Spindle (also: Loom’s Spindle)
The axial heart of the Loom, where all Threads converge before being cast into the Pattern. At the Spindle, alignment becomes action, intent woven into directional flow. Though it appears fixed, the Spindle moves across Elsewhens in response to Pattern strain, always anchoring coherence before release. To reach the Spindle is to stand where consequence waits to become real. It is the Loom’s last touch.
Weavekeeper’s Eye
An artifact granting sight into the Weave’s smallest motions.
Glyph(s)
Symbolic impressions left by the Pattern, or its fractures, meant to guide, instruct, or warn. Glyphs manifest at key points of convergence or distortion, often near Threadgates, breachforms, or structural anomalies. Though they appear fixed, some glyphs respond to attention, changing form when touched by Spiral logic, echo presence, or breach-born memory. To read a glyph is not merely to decode, it is to engage the Pattern’s evolving attempt to communicate.
The Key
A device forged to sever, not unlock. Designed to interrupt the Loom’s flow into the multiverse, the Key carries the architecture of unmaking, its presence disrupting Thread logic and destabilizing Pattern coherence. Once activated by Jorem’s parents in their attempt to destroy the Factory, its consequence began threading backward through creation. Liora intercepted the act before full collapse, but echoes of its function still linger. Some say the Pattern remembers the wound it nearly became.
Glimlock: “Funny thing about keys. Sometimes they don’t open doors, they close them forever.”
Rifts
Breaks in the Pattern where alwhens and alwheres bleed into one another. Also applicable to temporal instabilities.
Rends
Violent tears in the Weave, harder to mend than rifts.
The Chasm
A deep, living conduit within the Loom’s infrastructure, through which raw Threads enter and refined Weave exits, bound for the alwhens and alwheres. The Chasm does not simply transport, it calibrates force and consequence, channeling the Loom’s intent toward realization. Its currents shape velocity, sequence, and priority, threading logic across multiversal coordinates. Though steady in appearance, the Chasm responds to tension in the Pattern. When collapse nears, it slows. When balance returns, it surges.
Frays
Zones where the Pattern thins and unravels, exposing strands to collapse, corruption, or co-option. Frays mark the limits of Loom stability — regions where intention loses shape and consequence forgets its source. Temporal logic slips here. Identity wavers. What enters may not return, or may return altered. Some Frays bleed into Elsewhens. Others open into breachforms. All of them whisper that the Pattern is not whole.
Satchel
A fashion accessory carried by Glimlock, outwardly a worn messenger bag, inwardly a multidimensional alwhere.
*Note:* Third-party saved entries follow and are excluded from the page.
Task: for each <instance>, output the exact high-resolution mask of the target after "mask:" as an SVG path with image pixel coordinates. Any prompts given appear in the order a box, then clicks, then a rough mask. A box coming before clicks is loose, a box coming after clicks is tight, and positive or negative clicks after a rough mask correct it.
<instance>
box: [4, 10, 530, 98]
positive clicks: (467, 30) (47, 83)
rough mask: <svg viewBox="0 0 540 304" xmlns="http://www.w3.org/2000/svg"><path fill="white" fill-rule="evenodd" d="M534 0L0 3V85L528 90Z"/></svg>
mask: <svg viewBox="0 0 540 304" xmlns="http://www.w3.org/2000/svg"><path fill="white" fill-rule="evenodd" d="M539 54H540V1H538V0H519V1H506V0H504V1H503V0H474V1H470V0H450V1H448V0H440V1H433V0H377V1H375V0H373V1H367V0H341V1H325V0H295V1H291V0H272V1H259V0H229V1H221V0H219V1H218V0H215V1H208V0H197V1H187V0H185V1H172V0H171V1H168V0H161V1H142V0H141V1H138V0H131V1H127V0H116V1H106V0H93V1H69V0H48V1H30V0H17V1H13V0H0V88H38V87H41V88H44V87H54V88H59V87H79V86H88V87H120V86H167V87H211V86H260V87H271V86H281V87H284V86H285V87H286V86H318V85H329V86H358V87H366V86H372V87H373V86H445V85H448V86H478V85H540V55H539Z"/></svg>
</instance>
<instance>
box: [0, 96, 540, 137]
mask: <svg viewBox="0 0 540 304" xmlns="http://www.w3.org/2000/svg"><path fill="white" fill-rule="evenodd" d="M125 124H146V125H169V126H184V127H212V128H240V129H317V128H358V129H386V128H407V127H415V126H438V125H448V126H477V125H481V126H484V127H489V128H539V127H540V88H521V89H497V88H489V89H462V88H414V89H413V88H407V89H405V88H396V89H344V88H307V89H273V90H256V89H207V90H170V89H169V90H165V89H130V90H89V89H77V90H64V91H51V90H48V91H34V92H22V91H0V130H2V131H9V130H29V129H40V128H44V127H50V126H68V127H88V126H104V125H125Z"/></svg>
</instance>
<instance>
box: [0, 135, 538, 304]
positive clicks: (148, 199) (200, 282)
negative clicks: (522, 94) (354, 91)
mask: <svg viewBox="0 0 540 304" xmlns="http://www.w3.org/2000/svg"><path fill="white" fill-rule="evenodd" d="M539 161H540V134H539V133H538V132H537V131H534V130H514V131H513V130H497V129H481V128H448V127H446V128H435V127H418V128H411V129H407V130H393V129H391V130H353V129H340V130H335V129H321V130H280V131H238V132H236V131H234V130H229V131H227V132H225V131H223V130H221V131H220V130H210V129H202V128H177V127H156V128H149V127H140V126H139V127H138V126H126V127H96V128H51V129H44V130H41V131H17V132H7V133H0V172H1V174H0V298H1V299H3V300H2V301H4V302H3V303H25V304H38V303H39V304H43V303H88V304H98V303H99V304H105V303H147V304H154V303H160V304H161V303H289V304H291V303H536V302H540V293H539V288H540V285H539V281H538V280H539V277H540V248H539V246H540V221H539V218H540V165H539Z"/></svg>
Its contents are as unpredictable as its capacity, holding anything the Pattern is willing to let slip inside.
Glimlock: “It’s not the size, it’s the fold.”
Tunnel Tears
A pool deep within the Tunnels, fed by a constant dripping from the stone above. The drops are said to be the tears of a Weavekeeper from an early Cycle who met an ill fate. Whether born of truth or Pattern-shaped legend, the place carries a weight of sorrow that even the Loom does not disturb.
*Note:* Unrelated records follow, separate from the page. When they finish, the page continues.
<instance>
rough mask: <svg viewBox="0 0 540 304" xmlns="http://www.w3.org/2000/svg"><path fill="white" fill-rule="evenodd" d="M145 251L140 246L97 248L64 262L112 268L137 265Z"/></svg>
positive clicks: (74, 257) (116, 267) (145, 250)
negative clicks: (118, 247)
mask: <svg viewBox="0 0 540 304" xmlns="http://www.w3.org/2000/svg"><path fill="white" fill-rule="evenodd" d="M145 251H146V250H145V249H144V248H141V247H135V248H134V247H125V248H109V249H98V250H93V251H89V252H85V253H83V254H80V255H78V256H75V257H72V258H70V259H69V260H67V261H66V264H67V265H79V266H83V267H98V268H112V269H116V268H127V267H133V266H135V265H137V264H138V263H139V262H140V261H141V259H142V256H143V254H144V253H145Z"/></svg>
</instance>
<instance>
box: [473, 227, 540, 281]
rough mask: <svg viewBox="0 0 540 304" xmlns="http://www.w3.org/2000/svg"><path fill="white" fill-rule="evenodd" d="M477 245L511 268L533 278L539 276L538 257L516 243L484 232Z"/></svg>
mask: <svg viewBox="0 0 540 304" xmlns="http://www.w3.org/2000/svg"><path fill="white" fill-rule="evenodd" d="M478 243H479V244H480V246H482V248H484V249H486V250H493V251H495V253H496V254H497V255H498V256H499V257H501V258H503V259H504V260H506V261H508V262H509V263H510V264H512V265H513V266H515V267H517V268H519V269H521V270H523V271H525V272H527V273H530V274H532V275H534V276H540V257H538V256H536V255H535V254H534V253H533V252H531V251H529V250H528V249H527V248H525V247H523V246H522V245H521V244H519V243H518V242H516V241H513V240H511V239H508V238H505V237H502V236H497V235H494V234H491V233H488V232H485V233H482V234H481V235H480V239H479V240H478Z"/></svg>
Glimlock: “If those are her tears, she’s still crying.”
Symbolic Language
The Loom turns
The Loom’s way of marking change, neither good nor ill, only inevitable.
The Pattern remembers
What is done is never truly lost to the Weave.
The Weave forgot
When something has fallen outside the Loom’s notice, sometimes by design.
Shock to the Pattern
A disruption forcing the Loom to adapt or risk tearing.
Threads curling into non-patterns
A sign of something that does not belong, or will not last.
Echoes before cause
When effects arrive ahead of their origin, a sign of unstable Weave conditions.